Para ele, o maior desafio do professor na sala de aula é integrar a tecnologia à vida normal da classe. “O professor precisa transformar aquela ferramenta de entretenimento em ferramenta de ensino”, completa. “É preciso distinguir entretenimento de ensino; a aula pode ser divertida, mas o objetivo inicial não pode ser esquecido, que é fazer o estudante aprender.”

 

Minicurso

 

Pela primeira vez no Acre, Castillo também ministrou o curso “Arqueologia: Conhecendo os Geoglifos do Acre”, para estudantes e profissionais das áreas de história, geografia, filosofia, jornalismo etc.

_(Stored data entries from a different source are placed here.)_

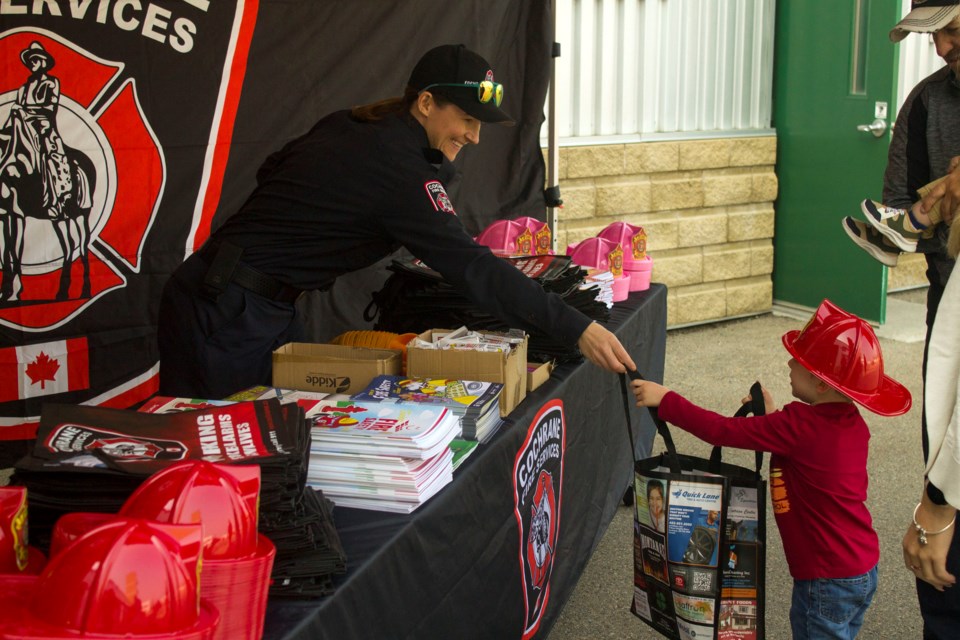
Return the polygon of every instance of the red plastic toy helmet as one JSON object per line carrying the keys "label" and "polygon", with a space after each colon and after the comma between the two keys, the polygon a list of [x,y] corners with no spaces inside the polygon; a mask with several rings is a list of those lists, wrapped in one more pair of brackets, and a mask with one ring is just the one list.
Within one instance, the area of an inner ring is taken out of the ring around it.
{"label": "red plastic toy helmet", "polygon": [[50,557],[54,558],[78,539],[90,533],[97,527],[120,519],[115,513],[88,513],[86,511],[72,511],[57,518],[50,538]]}
{"label": "red plastic toy helmet", "polygon": [[150,476],[127,498],[121,516],[203,524],[203,557],[247,558],[257,552],[258,465],[187,460]]}
{"label": "red plastic toy helmet", "polygon": [[199,598],[201,548],[199,525],[131,518],[102,525],[54,557],[33,583],[0,580],[4,597],[11,585],[21,587],[20,614],[0,623],[0,636],[210,638],[219,614]]}
{"label": "red plastic toy helmet", "polygon": [[0,487],[0,573],[27,568],[27,489]]}
{"label": "red plastic toy helmet", "polygon": [[40,573],[47,559],[27,531],[27,488],[0,487],[0,574]]}
{"label": "red plastic toy helmet", "polygon": [[[51,557],[65,553],[91,530],[117,520],[130,519],[112,513],[64,514],[53,529]],[[205,531],[204,528],[204,548],[209,543]],[[257,543],[256,554],[251,557],[207,559],[204,555],[200,596],[220,611],[220,623],[212,640],[258,640],[263,634],[276,547],[262,534],[257,536]],[[2,617],[3,604],[0,603],[0,619]],[[2,630],[0,638],[6,638]]]}
{"label": "red plastic toy helmet", "polygon": [[883,352],[864,320],[824,300],[806,326],[783,335],[794,359],[843,395],[882,416],[910,410],[910,392],[883,373]]}

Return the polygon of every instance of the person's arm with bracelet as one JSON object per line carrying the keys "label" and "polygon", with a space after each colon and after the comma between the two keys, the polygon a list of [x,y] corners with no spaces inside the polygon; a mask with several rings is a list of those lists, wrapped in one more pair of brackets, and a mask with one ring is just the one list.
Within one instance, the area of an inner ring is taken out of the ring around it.
{"label": "person's arm with bracelet", "polygon": [[913,522],[903,536],[903,559],[907,569],[921,580],[943,591],[957,582],[947,571],[947,552],[953,542],[957,510],[944,501],[937,504],[930,495],[942,493],[927,482],[920,503],[913,512]]}
{"label": "person's arm with bracelet", "polygon": [[[960,232],[960,228],[953,230]],[[951,234],[953,235],[953,234]],[[924,412],[929,443],[920,502],[903,536],[903,560],[942,591],[956,584],[947,557],[960,506],[960,276],[954,270],[940,302],[927,352]],[[957,276],[957,277],[954,277]]]}

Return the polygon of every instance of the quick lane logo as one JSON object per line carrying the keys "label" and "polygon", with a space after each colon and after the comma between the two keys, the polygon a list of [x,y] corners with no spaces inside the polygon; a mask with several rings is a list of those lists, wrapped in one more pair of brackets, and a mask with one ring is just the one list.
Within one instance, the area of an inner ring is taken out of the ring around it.
{"label": "quick lane logo", "polygon": [[563,402],[544,405],[530,423],[513,463],[514,515],[520,534],[523,638],[532,637],[550,597],[550,575],[560,535],[560,493],[566,428]]}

A metodologia incluiu aulas teóricas e práticas sobre arqueologia e geoglifos, em um total de 40 horas.

 

“O Acre concentra a maior variedade de geoglifos da Amazônia. Esse é um patrimônio de valor incalculável. O centro das pesquisas deve se concentrar aqui”, afirma Castillo. Atualmente, 818 geoglifos foram identificados em áreas devastadas, 523 deles apenas no Acre.

 

A realização do curso foi da Ufac, em parceria com a Fundação Elias Mansour e o Instituto do Patrimônio Histórico e Artístico Nacional. A professora da Ufac, Ivandra Rampanelli, também foi ministrante do curso.